David is a college professor, and he is in New York City giving a lecture on opera. When a pretty girl asks him out to dinner after the lecture, David changes his plans to fly directly back to Toronto and thus misses the surprise birthday party that Catherine was giving for him.
The next morning back in Toronto, David lies to Catherine and tells her that he missed his flight back and that was why he was late getting home.
However, Catherine sees a text message on David’s phone that says, “Thanks for last night. Miranda.”
Catherine doesn’t confront David about his lie, but instead does something more drastic. David has always been too flirtatious with women he just meets to suit Catherine, and she suspects that he is cheating on her.
So, when Catherine meets Chloe, a high-priced call girl played by Amanda Seyfried, Catherine hires Chloe to “accidentally meet” David, just to see what David will do and then report back to Catherine.
Well, you can see where this is going, can’t you?
Or maybe not.
Chloe and David meet a second time, but when she reports back to Catherine, Catherine says that she shouldn’t have involved Chloe in this, she made a mistake, and she tells Chloe to stop.
However, something happens which causes Chloe not to stop, and the relationship between her and Catherine changes. Not only that, but when Chloe is at Catherine’s office, Chloe meets Catherine’s teenage son, Michael, and a fourth major character enters the messy situation.
For what it is worth, this film by Canadian filmmaker Atom Egoyan is based on a 2004 French-Spanish film called NATHALIE, which has been called a “pretentious character study,” but which I have not seen.
CHLOE kept me guessing right up until, oh, about the halfway point when I figured out what was going on, and then I lost interest.
I’m Dan Culberson and this is “Hotshots.”

“The Ghost Writer” Full of Ominous Surprises
Mar 25th
“Full of Ominous Surprises”
“Hotshots” looks at a movie!
THE GHOST WRITER is a political thriller of the first order with a contemporary subject and characters designed to make the audience identify them with real people in international politics.
Roman Polanski received the award for best director at the 2010 Berlin Film Festival for this film, which is as good as-if not better than-his 1968 Rosemary’s Baby and the 1974 Chinatown.

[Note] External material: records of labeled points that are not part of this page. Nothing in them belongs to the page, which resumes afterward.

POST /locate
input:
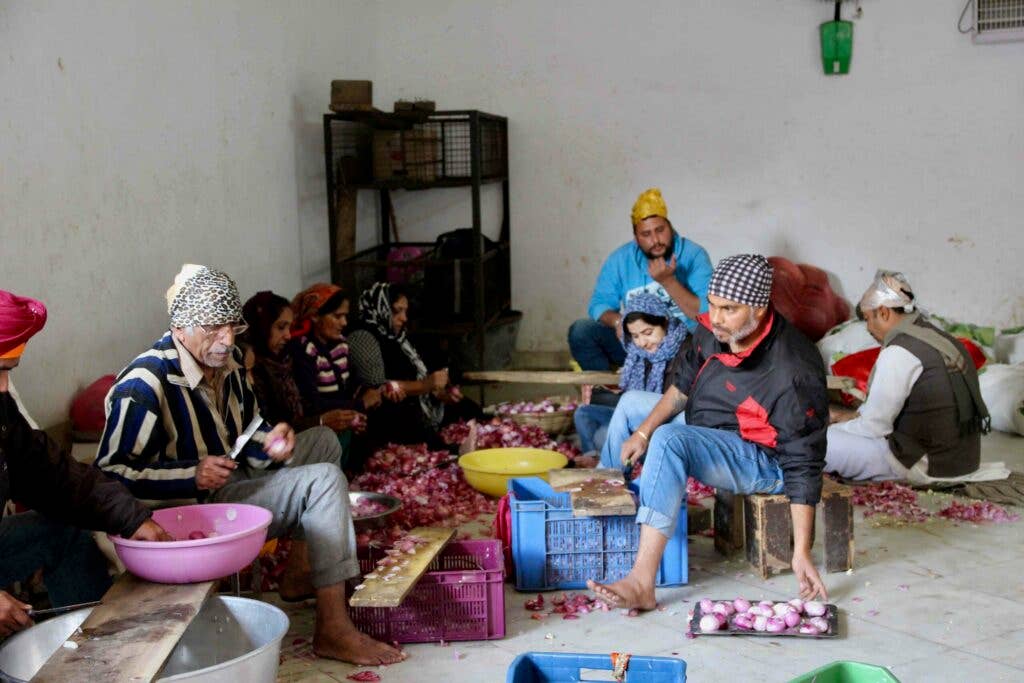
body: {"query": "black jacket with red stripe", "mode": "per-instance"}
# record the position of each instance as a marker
(772, 394)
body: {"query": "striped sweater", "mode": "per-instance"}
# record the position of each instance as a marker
(321, 373)
(159, 426)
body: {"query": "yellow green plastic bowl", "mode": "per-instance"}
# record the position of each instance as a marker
(488, 471)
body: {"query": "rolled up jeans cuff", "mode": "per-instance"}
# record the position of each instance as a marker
(335, 573)
(659, 522)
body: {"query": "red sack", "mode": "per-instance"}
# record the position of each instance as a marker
(87, 416)
(803, 295)
(859, 365)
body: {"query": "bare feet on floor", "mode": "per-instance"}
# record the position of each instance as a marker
(627, 593)
(356, 647)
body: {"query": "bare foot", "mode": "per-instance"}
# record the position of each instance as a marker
(627, 593)
(356, 647)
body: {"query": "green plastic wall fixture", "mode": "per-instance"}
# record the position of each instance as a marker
(848, 672)
(837, 46)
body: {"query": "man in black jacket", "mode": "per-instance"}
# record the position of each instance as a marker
(64, 496)
(756, 404)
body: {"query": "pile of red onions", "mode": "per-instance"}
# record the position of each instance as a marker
(431, 496)
(528, 407)
(368, 508)
(978, 511)
(899, 503)
(766, 616)
(892, 500)
(569, 605)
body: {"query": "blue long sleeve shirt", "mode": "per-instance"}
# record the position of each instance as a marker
(625, 272)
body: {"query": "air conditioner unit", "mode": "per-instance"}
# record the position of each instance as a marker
(998, 20)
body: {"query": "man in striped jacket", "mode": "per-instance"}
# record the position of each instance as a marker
(172, 419)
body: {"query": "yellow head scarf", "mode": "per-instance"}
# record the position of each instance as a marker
(649, 204)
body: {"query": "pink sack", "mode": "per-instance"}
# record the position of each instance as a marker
(802, 294)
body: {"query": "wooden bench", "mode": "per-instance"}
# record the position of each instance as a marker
(763, 525)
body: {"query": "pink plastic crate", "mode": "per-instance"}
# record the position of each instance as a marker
(461, 597)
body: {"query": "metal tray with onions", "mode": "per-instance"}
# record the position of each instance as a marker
(830, 615)
(391, 504)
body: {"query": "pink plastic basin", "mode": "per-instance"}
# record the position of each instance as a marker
(235, 531)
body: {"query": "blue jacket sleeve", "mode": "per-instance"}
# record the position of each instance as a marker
(698, 275)
(608, 291)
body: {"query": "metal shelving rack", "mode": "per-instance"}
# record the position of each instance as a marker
(454, 148)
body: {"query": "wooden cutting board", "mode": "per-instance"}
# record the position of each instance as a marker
(595, 493)
(130, 635)
(380, 593)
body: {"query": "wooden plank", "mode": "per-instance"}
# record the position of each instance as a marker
(542, 377)
(595, 493)
(564, 479)
(130, 635)
(768, 534)
(380, 593)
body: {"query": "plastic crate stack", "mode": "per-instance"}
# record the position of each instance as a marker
(552, 549)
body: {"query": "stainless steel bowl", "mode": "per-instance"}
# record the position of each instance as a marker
(392, 503)
(230, 639)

The story begins with a ferryboat crossing from an island off Massachusetts to the mainland, but when it arrives, one automobile is left on the boat and no one claims it.
Then when a man’s body is found washed up on the shore of the island, the authorities determine it was either a suicide or an accident.
The man was the ghost writer of the memoirs of Adam Lang, a former prime minister of Great Britain who lives in a mansion on the island.
However, the publisher of the book has invested $10 million on the manuscript, and so another ghost writer is hired for $250,000 to finish the book and deliver it in a month.
The new ghost writer is played by Ewan McGregor, and when he expresses some concern about the death of the first writer, his agent says, “Accident, suicide, who cares? It was the book that killed him.”
McGregor arrives at the prime minister’s estate, which is under tight security, and is shown the manuscript, which cannot be removed or copied. After examining it, he proclaims that all the words are there, but just in the wrong order.
Then Lang himself shows up at the estate. He is played by Pierce Brosnan, and McGregor interviews him to learn some interesting details about his life, such as why he got into politics in the first place, especially since he had seemed to be more interested in acting while at college.
A media circus suddenly erupts when Lang is accused of handing over prisoners to the CIA for torture when he was prime minister, and now the publisher wants the finished manuscript in two weeks.
Not only that, but the ghost writer’s hotel room was searched while he was away, he suddenly encounters suspicious people, and he has to move onto the estate, where he is put in the first ghost writer’s room.
THE GHOST WRITER is full of ominous surprises.